Among the powers of the supervisory authorities, Article 18 lists the power to start an investigation on its own or on the basis of substantiated concerns communicated to it where it decides it has sufficient information on a breach of the obligations in national law enacted on the basis of this directive. The authorities will be able to carry out inspections, according to the law of a country in which it will be taking place, and with prior warning, unless the warning ‘hinders the effectiveness of the inspection.’

If the authority finds that the company failed to comply with national laws enacted on the basis of the directive, it must grant the company sufficient time to take remedial action. It also must have powers to order to stop the infringement or its repetition, order remedial action, impose pecuniary sanctions and adopt interim measures to avoid severe harm. Member states are also to set out necessary rules on sanctions and their enforcement.
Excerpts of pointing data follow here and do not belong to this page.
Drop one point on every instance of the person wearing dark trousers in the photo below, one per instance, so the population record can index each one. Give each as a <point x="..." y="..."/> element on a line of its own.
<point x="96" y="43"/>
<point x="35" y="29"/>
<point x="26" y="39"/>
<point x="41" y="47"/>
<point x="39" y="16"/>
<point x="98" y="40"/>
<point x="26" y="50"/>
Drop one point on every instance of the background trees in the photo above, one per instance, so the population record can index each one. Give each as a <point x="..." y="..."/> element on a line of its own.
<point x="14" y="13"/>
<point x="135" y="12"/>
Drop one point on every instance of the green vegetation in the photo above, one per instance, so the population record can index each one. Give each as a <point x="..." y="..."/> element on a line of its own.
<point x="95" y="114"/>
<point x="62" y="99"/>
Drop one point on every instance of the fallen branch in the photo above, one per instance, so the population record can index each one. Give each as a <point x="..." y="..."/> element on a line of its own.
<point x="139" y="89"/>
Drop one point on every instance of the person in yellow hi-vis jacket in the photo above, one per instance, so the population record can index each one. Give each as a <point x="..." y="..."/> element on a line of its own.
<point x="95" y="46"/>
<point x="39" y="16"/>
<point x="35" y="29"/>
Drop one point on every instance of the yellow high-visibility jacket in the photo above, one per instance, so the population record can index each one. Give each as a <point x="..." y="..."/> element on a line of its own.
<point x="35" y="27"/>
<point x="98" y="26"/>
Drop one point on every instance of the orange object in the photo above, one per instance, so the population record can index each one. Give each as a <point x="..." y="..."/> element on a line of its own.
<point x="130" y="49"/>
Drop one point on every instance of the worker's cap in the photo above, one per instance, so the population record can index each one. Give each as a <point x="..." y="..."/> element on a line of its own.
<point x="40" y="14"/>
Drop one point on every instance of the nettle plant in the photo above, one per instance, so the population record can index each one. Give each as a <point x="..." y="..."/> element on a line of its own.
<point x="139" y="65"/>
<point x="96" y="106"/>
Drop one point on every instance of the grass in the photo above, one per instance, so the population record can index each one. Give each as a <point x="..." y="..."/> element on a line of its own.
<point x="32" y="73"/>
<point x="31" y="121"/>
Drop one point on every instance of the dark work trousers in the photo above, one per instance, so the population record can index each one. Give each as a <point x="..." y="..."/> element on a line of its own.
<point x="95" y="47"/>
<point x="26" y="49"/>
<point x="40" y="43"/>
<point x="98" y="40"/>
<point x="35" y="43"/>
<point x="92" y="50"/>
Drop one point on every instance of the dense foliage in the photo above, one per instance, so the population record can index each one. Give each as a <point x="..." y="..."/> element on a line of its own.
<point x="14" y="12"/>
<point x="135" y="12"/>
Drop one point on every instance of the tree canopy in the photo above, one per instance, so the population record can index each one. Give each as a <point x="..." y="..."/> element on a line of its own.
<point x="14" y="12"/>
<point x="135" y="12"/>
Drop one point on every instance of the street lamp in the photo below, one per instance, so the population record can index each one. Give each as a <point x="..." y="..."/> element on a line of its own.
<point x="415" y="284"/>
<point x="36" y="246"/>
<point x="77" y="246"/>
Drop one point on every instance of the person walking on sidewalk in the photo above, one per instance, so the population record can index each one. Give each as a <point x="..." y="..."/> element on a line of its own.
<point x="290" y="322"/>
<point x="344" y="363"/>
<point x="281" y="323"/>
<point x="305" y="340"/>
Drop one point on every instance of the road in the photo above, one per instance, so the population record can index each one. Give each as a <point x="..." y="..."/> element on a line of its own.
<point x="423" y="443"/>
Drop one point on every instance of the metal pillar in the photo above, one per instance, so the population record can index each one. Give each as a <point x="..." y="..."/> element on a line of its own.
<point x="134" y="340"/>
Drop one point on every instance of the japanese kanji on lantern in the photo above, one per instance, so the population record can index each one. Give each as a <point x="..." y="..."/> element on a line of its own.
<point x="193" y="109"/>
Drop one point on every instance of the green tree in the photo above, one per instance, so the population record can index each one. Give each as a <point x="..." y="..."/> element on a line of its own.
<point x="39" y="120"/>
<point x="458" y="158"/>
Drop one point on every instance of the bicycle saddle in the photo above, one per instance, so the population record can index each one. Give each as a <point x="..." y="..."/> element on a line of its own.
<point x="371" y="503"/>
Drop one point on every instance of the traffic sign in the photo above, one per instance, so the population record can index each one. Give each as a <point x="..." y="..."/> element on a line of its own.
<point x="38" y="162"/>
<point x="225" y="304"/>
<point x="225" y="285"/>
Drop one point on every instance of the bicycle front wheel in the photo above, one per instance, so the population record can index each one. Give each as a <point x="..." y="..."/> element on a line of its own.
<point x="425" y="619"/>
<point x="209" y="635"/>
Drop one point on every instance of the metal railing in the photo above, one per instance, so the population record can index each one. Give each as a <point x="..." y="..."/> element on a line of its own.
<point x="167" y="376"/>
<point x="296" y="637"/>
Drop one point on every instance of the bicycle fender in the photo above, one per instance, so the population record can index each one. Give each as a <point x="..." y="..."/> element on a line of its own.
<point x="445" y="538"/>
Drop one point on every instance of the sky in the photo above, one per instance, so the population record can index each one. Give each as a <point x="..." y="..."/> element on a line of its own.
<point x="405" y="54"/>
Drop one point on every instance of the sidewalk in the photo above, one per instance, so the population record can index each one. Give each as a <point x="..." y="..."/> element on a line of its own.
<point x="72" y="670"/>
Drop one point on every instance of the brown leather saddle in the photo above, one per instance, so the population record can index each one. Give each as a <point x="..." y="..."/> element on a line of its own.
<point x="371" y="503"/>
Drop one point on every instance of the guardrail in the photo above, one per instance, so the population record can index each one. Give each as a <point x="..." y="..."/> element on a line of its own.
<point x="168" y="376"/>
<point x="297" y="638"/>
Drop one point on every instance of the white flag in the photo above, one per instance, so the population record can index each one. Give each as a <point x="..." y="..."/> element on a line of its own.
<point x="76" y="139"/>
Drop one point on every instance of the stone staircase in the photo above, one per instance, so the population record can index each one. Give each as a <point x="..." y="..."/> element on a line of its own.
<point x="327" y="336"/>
The proposal obliges member states to make sure that any natural or legal person can submit substantiated concerns to the supervisory authority and that the latter assesses it and, if necessary, takes action. The persons submitting the concerns must have access to a court or an independent body to review the procedural and substantive legality of the decisions, acts or failure to act by the supervisory authority.

The proposal also establishes a European Network of Supervisory Authorities and sets out basic rules on such issues as cooperation, sharing of information, assistance to other supervisory authorities and calling on other institutions or experts if required by the investigation.

Civil liability

The proposal obliges member states to make sure that the companies are liable for damages if they failed to comply with the obligations under the directive and as a result an adverse impact occurred and led to damage. This does not apply in situations where the activities were undertaken by an indirect business partner and the company has undertaken relevant remedial actions (as per the directive).

Next steps

The proposal will now be discussed in the Parliament and in the Council (among member states). Once adopted, it will take two years to transpose the provisions of the directive into national laws of all member states.